Met de voeten op de grond
En toch moeten we niet te veel naar de hemel blijven staren. Het wordt de leerlingen van Jezus toegezegd: “mannen van Galilea, wat staat ge naar de hemel te staren?” Zolang we hier leven moeten we niet met ons hoofd in de wolken lopen maar onze blik gericht houden op de mensen rondom ons. Het hier en nu roept ons op om iets mee te doen. Als christenen moeten we geen verwachtingen koesteren die de werkelijkheid om ons heen uit het oog doet verliezen. Onze zending is naar de wereld te gaan.
Niet alleen
Maar zal die wereld ons wel verwelkomen, naar onze boodschap willen luisteren? De wereld lijkt soms vijandig, op andere momenten dan weer onverschillig. Hij holt maar verder tot een onzichtbaar virus hem plat legt. Geloof is in de privésfeer teruggedrongen en dus spreken we nog weinig over ons geloof, over die God die naar ons is toegekomen in Jezus en ons een aanbod van liefde doet. Op dit feest zegt Jezus ons klaar en duidelijk: “Zie, Ik ben met u alle dagen tot aan de voleinding van de wereld”. Waarom zouden we dan nog angstig zijn? De Heer stapt met ons mee. Leg je hand maar in de Zijne, zoals een kind de hand van mama of papa zoekt als het pad hem onzeker maakt. Laat dat je tot vertrouwen en stellen om te durven want Hij staat naast jou.
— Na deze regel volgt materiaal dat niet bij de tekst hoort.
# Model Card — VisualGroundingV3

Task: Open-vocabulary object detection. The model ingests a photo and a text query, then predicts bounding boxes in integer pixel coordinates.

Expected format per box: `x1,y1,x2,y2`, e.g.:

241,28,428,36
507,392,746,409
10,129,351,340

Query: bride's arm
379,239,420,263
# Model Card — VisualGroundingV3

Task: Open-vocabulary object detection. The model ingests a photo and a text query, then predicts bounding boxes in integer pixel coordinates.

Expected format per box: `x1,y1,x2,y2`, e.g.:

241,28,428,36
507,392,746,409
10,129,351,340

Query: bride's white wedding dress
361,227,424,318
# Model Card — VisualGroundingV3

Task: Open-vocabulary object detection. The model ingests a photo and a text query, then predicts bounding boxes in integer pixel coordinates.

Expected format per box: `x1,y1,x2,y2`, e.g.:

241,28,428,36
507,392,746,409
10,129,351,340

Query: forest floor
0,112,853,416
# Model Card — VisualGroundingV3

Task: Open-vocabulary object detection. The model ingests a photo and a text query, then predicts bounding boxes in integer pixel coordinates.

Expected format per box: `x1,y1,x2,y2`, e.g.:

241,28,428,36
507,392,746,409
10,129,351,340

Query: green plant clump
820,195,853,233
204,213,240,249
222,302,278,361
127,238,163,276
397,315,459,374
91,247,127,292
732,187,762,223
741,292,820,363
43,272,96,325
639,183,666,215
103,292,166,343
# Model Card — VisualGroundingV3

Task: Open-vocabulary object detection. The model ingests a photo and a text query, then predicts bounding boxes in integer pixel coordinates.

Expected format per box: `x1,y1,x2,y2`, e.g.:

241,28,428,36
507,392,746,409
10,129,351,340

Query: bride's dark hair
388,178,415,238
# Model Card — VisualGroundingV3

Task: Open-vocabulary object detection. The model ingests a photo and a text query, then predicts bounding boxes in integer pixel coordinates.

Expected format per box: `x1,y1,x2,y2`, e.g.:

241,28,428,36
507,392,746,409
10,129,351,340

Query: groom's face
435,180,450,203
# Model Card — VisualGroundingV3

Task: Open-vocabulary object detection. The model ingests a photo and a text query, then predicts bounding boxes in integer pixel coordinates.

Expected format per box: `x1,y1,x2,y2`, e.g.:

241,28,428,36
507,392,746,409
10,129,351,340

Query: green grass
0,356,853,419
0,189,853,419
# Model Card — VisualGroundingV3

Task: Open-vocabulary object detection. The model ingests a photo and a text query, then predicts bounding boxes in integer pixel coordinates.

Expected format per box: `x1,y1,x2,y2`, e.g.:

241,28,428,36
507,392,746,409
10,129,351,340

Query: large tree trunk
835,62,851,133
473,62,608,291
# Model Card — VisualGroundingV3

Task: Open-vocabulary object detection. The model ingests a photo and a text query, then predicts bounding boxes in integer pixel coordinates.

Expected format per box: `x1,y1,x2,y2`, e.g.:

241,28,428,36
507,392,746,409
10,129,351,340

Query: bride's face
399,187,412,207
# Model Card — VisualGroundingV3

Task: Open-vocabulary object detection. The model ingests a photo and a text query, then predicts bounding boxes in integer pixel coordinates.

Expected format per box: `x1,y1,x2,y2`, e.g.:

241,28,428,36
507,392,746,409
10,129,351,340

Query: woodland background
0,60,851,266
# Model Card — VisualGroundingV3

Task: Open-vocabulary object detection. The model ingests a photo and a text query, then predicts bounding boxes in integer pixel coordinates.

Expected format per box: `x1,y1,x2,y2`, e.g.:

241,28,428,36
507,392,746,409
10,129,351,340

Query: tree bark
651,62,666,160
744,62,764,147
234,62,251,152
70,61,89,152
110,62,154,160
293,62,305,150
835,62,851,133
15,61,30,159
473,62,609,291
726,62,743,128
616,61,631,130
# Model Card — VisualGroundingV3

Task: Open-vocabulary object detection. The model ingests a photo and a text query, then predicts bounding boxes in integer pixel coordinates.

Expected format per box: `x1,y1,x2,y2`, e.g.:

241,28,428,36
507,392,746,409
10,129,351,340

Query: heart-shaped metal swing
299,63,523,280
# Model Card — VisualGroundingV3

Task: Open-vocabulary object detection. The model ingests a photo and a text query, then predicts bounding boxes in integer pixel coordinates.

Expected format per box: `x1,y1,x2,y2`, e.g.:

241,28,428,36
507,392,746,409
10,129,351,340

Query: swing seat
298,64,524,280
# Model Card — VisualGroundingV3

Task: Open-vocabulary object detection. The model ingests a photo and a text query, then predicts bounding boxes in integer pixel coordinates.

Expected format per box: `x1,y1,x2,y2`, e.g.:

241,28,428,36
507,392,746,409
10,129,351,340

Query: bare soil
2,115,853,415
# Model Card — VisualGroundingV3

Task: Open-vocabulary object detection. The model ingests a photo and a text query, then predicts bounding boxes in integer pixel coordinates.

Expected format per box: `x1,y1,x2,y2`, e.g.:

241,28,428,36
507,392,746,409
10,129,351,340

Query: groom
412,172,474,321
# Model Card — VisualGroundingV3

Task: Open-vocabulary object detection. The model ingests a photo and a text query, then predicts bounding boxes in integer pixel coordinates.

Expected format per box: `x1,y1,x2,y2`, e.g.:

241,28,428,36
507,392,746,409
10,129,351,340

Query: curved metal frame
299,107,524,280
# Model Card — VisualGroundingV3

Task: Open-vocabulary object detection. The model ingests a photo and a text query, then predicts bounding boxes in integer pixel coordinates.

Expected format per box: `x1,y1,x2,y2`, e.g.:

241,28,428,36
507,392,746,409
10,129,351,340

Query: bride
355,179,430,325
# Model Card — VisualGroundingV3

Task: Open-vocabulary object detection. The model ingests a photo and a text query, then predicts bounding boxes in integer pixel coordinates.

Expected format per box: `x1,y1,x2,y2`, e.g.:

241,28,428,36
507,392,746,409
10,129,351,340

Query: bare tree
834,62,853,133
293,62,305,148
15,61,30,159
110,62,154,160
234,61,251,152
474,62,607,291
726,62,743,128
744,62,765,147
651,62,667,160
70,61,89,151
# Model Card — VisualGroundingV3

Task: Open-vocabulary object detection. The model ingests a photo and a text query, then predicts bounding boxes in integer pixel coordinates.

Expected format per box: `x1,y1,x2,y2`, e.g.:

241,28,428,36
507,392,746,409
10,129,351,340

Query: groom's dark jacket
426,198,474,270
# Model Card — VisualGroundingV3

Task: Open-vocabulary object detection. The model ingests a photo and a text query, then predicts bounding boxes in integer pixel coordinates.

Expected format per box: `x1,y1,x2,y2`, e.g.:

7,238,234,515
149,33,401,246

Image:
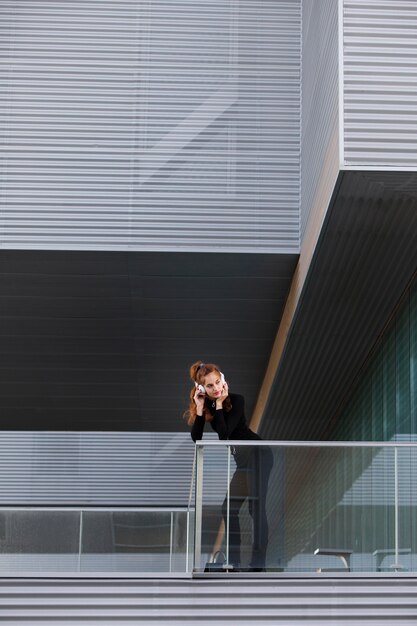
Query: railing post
194,445,204,568
169,511,174,572
392,447,402,571
226,445,230,566
78,510,83,572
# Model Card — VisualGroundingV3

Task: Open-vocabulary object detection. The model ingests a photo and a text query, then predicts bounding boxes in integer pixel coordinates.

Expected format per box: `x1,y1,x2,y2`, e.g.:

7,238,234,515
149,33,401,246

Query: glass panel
196,444,400,572
0,510,80,575
81,511,177,572
396,447,417,572
194,446,229,571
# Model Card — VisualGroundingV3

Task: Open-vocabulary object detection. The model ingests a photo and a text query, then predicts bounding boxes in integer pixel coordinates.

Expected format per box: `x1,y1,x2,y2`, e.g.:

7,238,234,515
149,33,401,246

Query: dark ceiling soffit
261,171,417,439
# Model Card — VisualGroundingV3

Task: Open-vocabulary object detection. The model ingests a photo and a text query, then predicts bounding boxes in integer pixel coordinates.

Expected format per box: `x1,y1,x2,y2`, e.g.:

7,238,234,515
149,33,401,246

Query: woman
188,361,273,571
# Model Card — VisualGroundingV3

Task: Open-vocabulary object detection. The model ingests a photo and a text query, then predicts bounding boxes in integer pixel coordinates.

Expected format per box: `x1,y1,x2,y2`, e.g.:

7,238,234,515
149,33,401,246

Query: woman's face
203,372,223,399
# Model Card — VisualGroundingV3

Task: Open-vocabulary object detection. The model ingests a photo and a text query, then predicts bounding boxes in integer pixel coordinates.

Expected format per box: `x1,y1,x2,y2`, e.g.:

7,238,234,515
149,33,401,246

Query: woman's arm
191,415,206,443
213,395,245,439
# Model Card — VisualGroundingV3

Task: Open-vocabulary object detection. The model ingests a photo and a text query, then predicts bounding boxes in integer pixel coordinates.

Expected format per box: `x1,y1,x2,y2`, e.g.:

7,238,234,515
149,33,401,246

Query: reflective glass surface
195,442,417,574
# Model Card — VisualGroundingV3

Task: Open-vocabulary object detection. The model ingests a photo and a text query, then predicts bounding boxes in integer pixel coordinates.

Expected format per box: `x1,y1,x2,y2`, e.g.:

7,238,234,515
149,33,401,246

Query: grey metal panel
301,0,339,238
343,0,417,169
0,574,417,626
0,432,194,506
0,0,301,253
0,431,235,508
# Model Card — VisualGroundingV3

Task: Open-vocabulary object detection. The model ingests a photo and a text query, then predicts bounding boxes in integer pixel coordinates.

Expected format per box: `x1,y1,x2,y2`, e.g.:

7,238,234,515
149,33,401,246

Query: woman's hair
184,361,232,426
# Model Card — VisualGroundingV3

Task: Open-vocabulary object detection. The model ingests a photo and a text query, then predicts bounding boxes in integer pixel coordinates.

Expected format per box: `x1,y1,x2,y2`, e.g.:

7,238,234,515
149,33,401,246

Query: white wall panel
0,431,228,507
343,0,417,169
301,0,339,239
0,0,301,253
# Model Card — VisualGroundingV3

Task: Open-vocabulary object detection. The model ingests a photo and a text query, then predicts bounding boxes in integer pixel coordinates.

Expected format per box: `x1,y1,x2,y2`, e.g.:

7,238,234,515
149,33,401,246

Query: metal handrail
195,439,417,448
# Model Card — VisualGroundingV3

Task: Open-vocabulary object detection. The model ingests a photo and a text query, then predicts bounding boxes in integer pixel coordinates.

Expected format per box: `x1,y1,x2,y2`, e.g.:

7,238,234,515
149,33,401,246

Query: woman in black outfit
188,361,273,571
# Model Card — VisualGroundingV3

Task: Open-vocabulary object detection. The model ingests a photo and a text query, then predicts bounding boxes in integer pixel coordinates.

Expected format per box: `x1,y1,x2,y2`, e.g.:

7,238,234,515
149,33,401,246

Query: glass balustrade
0,440,417,576
194,441,417,575
0,507,194,576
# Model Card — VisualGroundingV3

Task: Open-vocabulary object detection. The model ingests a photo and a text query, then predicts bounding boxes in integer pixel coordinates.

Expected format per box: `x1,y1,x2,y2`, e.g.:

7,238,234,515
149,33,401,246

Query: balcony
0,433,417,578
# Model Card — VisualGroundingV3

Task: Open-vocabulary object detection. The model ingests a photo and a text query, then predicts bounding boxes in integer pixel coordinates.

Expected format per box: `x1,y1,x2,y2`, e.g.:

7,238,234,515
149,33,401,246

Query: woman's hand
194,389,206,415
216,382,229,409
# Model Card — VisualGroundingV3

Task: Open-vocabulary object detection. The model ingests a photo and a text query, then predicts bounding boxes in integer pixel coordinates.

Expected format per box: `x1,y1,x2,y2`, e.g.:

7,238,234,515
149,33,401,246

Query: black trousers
222,447,273,568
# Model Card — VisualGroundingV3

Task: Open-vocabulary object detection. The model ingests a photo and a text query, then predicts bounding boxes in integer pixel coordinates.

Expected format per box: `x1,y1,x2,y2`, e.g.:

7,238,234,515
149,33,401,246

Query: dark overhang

‘Je zult kracht ontvangen van de heilige Geest’
Alsof Jezus onze aarzeling en twijfel al voorvoelt zegt Hij: “Je zult kracht ontvangen van de heilige Geest om mijn getuigen te zijn tot het einde der aarde”. Niet min deze opdracht van Jezus. En gelukkig zijn de leerlingen er aan begonnen, anders waren we misschien nooit christen geworden. Maar het stopt niet bij ons. Elk generatie opnieuw moet deze woorden van Jezus ter harte nemen en blijven spreken en getuigen over zijn Blijde Boodschap.
Paulus wenst ons daarbij nog toe dat we zouden zien hoe groot de hoop is waartoe de Heer ons roept; en ook zijn macht in onszelf als gelovigen. Laten we dus niet denken: ‘kan ik dat wel, getuige zijn van de Heer?, over Hem spreken en door Hem handelen? ‘. Door ons doopsel en ons vormsel zijn we toegerust met al de gaven van de Geest, dus hoeven we niet bang te zijn om in beweging te komen.
Laten we zo naar Pinksteren toeleven, en open staan voor wat de Geest in ons wil bewerken.
We wensen u een zalige feestdag toe!